LocalResearchGroup · CoffeeVampir3 · Feb 4, 2025 · Feb 4, 2025 · Feb 15, 2025
diff --git a/llmfoundry/models/llama/__init__.py b/llmfoundry/models/llama/__init__.py
diff --git a/llmfoundry/models/llama/attention.py b/llmfoundry/models/llama/attention.py
@@ -0,0 +1,106 @@
+from flash_attn import flash_attn_func
+from typing import Optional, Tuple
+import torch
+import torch.nn as nn
+import torch.nn.functional as F
+from einops import rearrange, repeat
+from .liger_rope import LigerRopeFunction
+from .config import LlamaConfig
+
+class LlamaAttention(nn.Module):
+    def __init__(self, config: LlamaConfig):
+        super().__init__()
+        self.hidden_size = config.hidden_size
+        self.num_heads = config.num_attention_heads
+        self.num_key_value_heads = config.num_key_value_heads
+        self.num_key_value_groups = self.num_heads // self.num_key_value_heads
+        self.head_dim = config.hidden_size // config.num_attention_heads
+        self.max_position_embeddings = config.max_position_embeddings
+        self.rope_theta = config.rope_theta
+
+        if (self.head_dim * self.num_heads) != self.hidden_size:
+            raise ValueError(
+                f"hidden_size must be divisible by num_attention_heads (got `hidden_size`: {self.hidden_size}"

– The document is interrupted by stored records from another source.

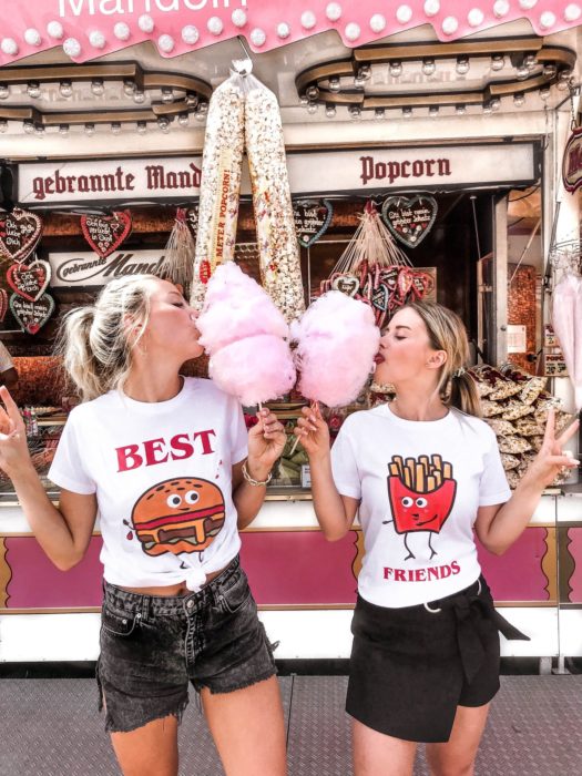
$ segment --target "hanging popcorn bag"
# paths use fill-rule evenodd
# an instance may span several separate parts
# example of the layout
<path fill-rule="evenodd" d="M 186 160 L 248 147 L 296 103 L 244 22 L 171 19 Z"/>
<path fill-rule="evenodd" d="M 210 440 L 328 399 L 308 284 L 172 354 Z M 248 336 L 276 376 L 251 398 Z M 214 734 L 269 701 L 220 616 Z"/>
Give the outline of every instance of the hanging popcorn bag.
<path fill-rule="evenodd" d="M 277 98 L 246 75 L 245 134 L 261 277 L 287 321 L 305 309 L 299 245 Z"/>
<path fill-rule="evenodd" d="M 245 143 L 243 78 L 233 72 L 208 106 L 191 292 L 196 309 L 216 266 L 234 258 Z"/>

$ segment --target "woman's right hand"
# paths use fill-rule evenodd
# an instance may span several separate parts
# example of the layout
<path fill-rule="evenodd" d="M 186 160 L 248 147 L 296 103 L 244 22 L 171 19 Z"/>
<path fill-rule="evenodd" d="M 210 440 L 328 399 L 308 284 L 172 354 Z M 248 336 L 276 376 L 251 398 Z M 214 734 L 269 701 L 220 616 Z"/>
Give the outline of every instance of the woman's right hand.
<path fill-rule="evenodd" d="M 0 399 L 6 407 L 6 410 L 0 407 L 0 469 L 11 477 L 19 468 L 30 463 L 27 429 L 6 386 L 0 388 Z"/>
<path fill-rule="evenodd" d="M 310 461 L 326 458 L 329 456 L 329 429 L 319 405 L 314 401 L 309 407 L 304 407 L 302 413 L 293 432 L 299 438 Z"/>

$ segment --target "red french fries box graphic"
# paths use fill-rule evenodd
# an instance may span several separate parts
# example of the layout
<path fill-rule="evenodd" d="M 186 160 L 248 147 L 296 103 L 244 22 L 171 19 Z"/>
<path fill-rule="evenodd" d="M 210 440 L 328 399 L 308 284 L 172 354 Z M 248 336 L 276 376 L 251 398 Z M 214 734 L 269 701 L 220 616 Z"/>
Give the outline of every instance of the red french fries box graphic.
<path fill-rule="evenodd" d="M 440 533 L 451 513 L 457 492 L 452 467 L 440 456 L 418 459 L 399 456 L 389 464 L 388 496 L 397 533 L 432 531 Z"/>

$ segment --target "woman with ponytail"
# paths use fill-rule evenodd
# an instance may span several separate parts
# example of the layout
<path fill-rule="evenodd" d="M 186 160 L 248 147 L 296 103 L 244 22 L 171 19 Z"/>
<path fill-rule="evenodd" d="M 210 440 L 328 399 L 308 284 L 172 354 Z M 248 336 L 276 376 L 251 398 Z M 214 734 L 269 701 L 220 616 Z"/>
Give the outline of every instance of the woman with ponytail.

+                f" and `num_attention_heads`: {self.num_heads})."
+            )
+
+        self.q_proj = nn.Linear(self.hidden_size, self.num_heads * self.head_dim, bias=False)
+        self.k_proj = nn.Linear(self.hidden_size, self.num_key_value_heads * self.head_dim, bias=False)
+        self.v_proj = nn.Linear(self.hidden_size, self.num_key_value_heads * self.head_dim, bias=False)
+        self.o_proj = nn.Linear(self.num_heads * self.head_dim, self.hidden_size, bias=False)
+
+        self.register_buffer(
+            "cos_cached",
+            self._compute_rope_embeddings(
+                self.max_position_embeddings,
+                self.head_dim,
+                self.rope_theta,
+                dtype=torch.float32,
+                device=self.q_proj.weight.device,
+            )[0],
+            persistent=False,
+        )
+        self.register_buffer(
+            "sin_cached",
+            self._compute_rope_embeddings(
+                self.max_position_embeddings,
+                self.head_dim,
+                self.rope_theta,
+                dtype=torch.float32,
+                device=self.q_proj.weight.device,
+            )[1],
+            persistent=False,
+        )
+
+    def _compute_rope_embeddings(self, max_position_embeddings, head_dim, base=10000, dtype=None, device=None):
+        inv_freq = 1.0 / (base ** (torch.arange(0, head_dim, 2, device=device).float() / head_dim))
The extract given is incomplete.